Note that internet is needed during the training phase (for downloading the bert-base-cased model). Internet can be turned off during prediction.

In [None]:
LENGTH = 1
FL_TH = 0.75

MAX_LENGTH = 64 # max no. words for each sentence.
OVERLAP = 20 # if a sentence exceeds MAX_LENGTH, we split it to multiple sentences with overlapping

MAX_SAMPLE = None # set a small number for experimentation, set None for production.
SEED = 42

# Setting

In [None]:
!pip install datasets --no-index --find-links=file:///kaggle/input/coleridge-packages/packages/datasets
!pip install ../input/coleridge-packages/seqeval-1.2.2-py3-none-any.whl
!pip install ../input/coleridge-packages/tokenizers-0.10.1-cp37-cp37m-manylinux1_x86_64.whl
!pip install ../input/coleridge-packages/transformers-4.5.0.dev0-py3-none-any.whl

# copy my_seqeval.py to the working directory because the input directory is non-writable
!cp /kaggle/input/coleridge-packages/my_seqeval.py ./

import os
import re
import json
import time
import datetime
import random
import glob
import importlib

import numpy as np
import pandas as pd

from tqdm import tqdm
import matplotlib.pyplot as plt
import seaborn as sns

from IPython.display import clear_output

clear_output()

In [None]:
# https://huggingface.co/transformers/_modules/transformers/trainer_utils.html
def set_seed(seed: int):
    """
    Helper function for reproducible behavior to set the seed in ``random``, ``numpy``, ``torch`` and/or ``tf`` (if
    installed).

    Args:
        seed (:obj:`int`): The seed to set.
    """
    random.seed(seed)
    np.random.seed(seed)
    # ^^ safe to call this function even if cuda is not available
    
    print(f'Setted Pipeline SEED = {SEED}')


set_seed(SEED)

# Internal Training Data

In [None]:
def text_cleaning(text):
    '''
    Converts all text to lower case, Removes special charecters, emojis and multiple spaces
    text - Sentence that needs to be cleaned
    '''
    text = re.sub('[^A-Za-z0-9]+', ' ', str(text).lower()).strip()
    text = re.sub(' +', ' ', text)
    emoji_pattern = re.compile("["
                               u"\U0001F600-\U0001F64F"  # emoticons
                               u"\U0001F300-\U0001F5FF"  # symbols & pictographs
                               u"\U0001F680-\U0001F6FF"  # transport & map symbols
                               u"\U0001F1E0-\U0001F1FF"  # flags (iOS)
                               "]+", flags=re.UNICODE)
    text = emoji_pattern.sub(r'', text)
    return text


def jaccard_similarity(s1, s2):
    l1 = s1.split(" ")
    l2 = s2.split(" ")    
    intersection = len(list(set(l1).intersection(l2)))
    union = (len(l1) + len(l2)) - intersection
    return float(intersection) / union


def find_data_sets_id(publication_id: int) -> list:
    data_set_ids = []
    for class_ in data_set_citations:
        if class_['publication_id'] == publication_id:
            data_set_ids.append(class_['data_set_id'])
    return data_set_ids


def find_data_set_citations_mention_list(publication_id: int) -> str:
    mention_list = []
    for class_ in data_set_citations:
        if class_['publication_id'] == publication_id:
            mention_list.append( '|'.join(class_['mention_list']) )
    return '|'.join( [label for label in mention_list if label != ''] )

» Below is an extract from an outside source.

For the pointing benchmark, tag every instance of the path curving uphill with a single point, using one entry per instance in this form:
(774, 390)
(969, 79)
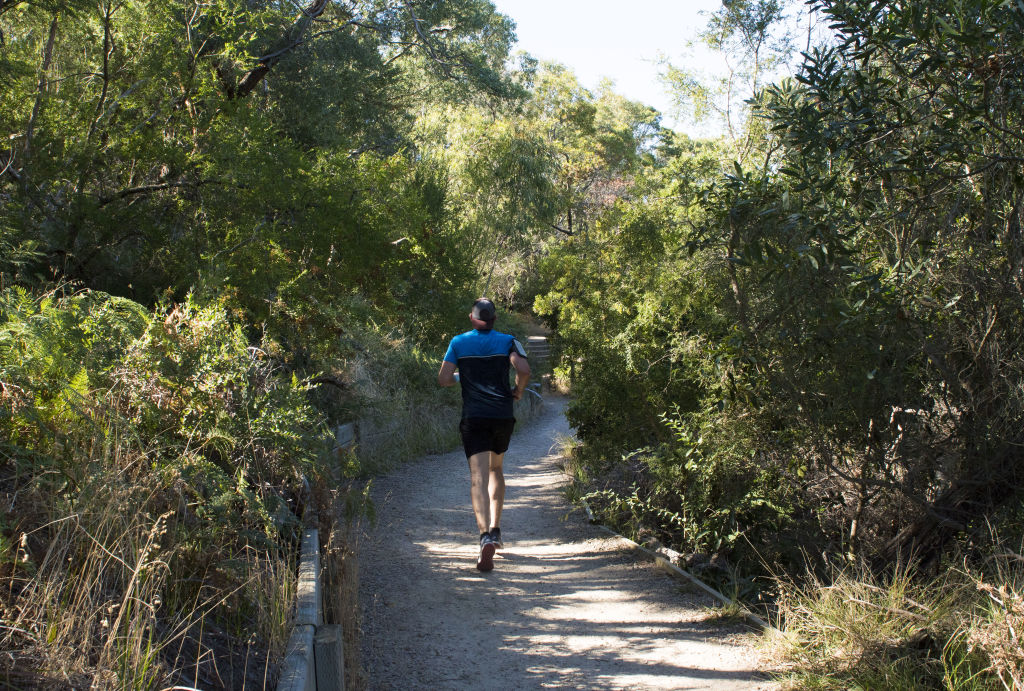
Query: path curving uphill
(567, 606)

def find_data_sets_title(data_set_id: int) -> str:
    for class_ in data_sets:
        if class_['data_set_id'] == data_set_id:
            return class_['title']
        

def RichContextDF(publications: '.json') -> pd.DataFrame:
    publication_id = []
    text_file_name = []
    citations_mention_list = []
    data_sets_title = []
    for class_ in publications:
        publication_id.append(class_['publication_id']) # to get data_set_citations
        text_file_name.append(class_['text_file_name']) # to get text_file
        
        # to get citations_mention_list
        citations_mention_list.append( find_data_set_citations_mention_list(class_['publication_id']) )
        
        # to get data_sets_title
        data_sets_title_temp = []
        for data_sets_id in find_data_sets_id( class_['publication_id'] ):
            data_sets_title_temp.append( find_data_sets_title(data_sets_id) )
        data_sets_title.append('||'.join(data_sets_title_temp))
    
    return pd.DataFrame({
        'publication_id': publication_id,
        'text_file_name': text_file_name,
        'citations_mention_list': citations_mention_list,
        'data_sets_title': data_sets_title
    })

In [None]:
train_path = '../input/coleridgeinitiative-show-us-the-data/train.csv'
paper_train_folder = '../input/coleridgeinitiative-show-us-the-data/train'

train = pd.read_csv(train_path)
train = train[:MAX_SAMPLE]
print(f'No. raw training rows: {len(train)}')

Group by publication, training labels should have the same form as expected output.

## Train

In [None]:
train_path = '../input/coleridgeinitiative-show-us-the-data/train.csv'
paper_train_folder = '../input/coleridgeinitiative-show-us-the-data/train'

train = pd.read_csv(train_path)
print('train size before agg.:', len(train))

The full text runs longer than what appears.